Однако самое противное – это ловить ехидные взгляды всякой челяди, когда он, губернатор, отдает распоряжения, касающиеся его жены, его Ники, такой честной, надежной. Она ведь единственный человек в мире, которому он верит без оглядки. Кроме нее, нет никого.
«Ладно, – решил Григорий Петрович, – надо успокоиться, надо взять себя в руки. Ничего страшного пока не случилось. Смешно, в самом деле, переживать из-за каких-то бомжей с „Запорожцами“. Ника чудит. Я просто не привык к этому. Такое впервые в жизни».

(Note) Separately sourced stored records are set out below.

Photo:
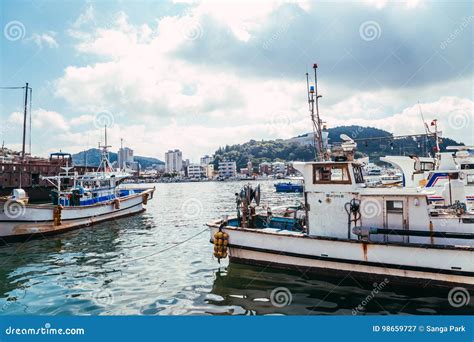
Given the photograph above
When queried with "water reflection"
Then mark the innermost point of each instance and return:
(117, 268)
(251, 287)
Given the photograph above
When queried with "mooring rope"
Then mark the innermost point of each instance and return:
(170, 247)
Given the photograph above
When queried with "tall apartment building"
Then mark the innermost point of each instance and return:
(195, 171)
(206, 160)
(124, 157)
(227, 169)
(173, 161)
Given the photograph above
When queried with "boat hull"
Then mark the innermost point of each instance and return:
(420, 265)
(37, 220)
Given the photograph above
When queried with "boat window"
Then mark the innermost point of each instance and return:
(358, 174)
(427, 166)
(394, 206)
(335, 173)
(467, 166)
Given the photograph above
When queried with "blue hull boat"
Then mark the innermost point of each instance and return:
(288, 187)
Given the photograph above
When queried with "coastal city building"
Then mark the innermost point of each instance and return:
(195, 171)
(173, 161)
(209, 171)
(265, 168)
(124, 157)
(227, 169)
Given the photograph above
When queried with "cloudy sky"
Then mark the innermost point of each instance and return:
(199, 75)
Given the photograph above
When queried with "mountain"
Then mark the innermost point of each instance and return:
(93, 157)
(291, 150)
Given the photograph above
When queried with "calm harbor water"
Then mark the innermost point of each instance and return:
(137, 266)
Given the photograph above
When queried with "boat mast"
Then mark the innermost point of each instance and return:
(24, 122)
(105, 154)
(313, 98)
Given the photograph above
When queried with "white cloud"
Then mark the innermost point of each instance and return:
(160, 101)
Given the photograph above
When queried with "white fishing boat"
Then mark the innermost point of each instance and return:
(77, 201)
(450, 175)
(347, 228)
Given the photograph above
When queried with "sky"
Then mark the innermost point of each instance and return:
(198, 75)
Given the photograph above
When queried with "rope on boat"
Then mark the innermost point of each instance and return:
(168, 248)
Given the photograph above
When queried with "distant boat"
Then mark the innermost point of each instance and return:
(288, 187)
(77, 201)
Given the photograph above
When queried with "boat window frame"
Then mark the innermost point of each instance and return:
(391, 208)
(343, 167)
(358, 174)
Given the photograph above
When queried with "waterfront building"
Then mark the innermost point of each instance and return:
(124, 157)
(173, 161)
(209, 170)
(227, 169)
(195, 171)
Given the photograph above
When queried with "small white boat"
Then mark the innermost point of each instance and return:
(77, 201)
(351, 229)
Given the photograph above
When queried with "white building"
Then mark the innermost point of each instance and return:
(278, 167)
(206, 160)
(195, 171)
(173, 161)
(227, 169)
(124, 157)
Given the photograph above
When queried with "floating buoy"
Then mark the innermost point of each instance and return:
(57, 215)
(221, 241)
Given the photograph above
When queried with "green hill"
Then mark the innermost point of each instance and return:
(286, 150)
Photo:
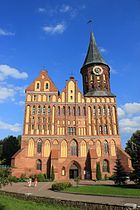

Он продолжал себя уговаривать. Это было что-то вроде психотерапии или сказки, которую рассказывают да ночь испуганному ребенку, чтобы не снились страшные сны. А в сказке не нужны ни логика, ни правда. Главное, чтобы прошла неприятная внутренняя дрожь, чтобы ладони не потели.
Ника, конечно, поступила некрасиво. Удрала, не дождавшись окончания инаугурации. Но ее можно понять. Во-первых, издергалась, устала, во-вторых, смерть Ракитина для нее серьезное потрясение. Как бы ни было неприятно, но приходится это признать.
Другая на ее месте поплакала бы от души по другу юности у любящего мужа на плече и успокоилась. Но Ника не может плакать на плече. Она вообще крайне щепетильна во всем, что касается проявления чувств. Со стороны она кажется совершенно рассудочным, не просто холодным, а ледяным человеком. Умеет держать себя в руках, вернее, в ежовых рукавицах. Ей стыдно даже на минуту стать кому-то в тягость, нагрузить кого-то своими проблемами.
За это стоит сказать спасибо ее сумасшедшей мамаше. Ника выросла удивительно удобным для совместной жизни человеком. Она убеждена, что ей никто ничем не обязан, и благодарна за самые примитивные проявления заботы и внимания. Но это надо было разглядеть. Грише удалось, он отлично разбирался в людях.
Она была еще совсем юной, а многие уже робели перед ней. Никто, даже Ракитин, не догадывался, что на самом деле она слабенькая, мягкая, и достаточно погладить ее по головке, чтобы осыпалась ледяная корка, упали с тонких рук грубые ежовые рукавицы. Гришку и тогда, в юности, и до сих пор, с ума сводило это странное сочетание внешней ледяной выдержки и внутреннего нежного, нервного жара.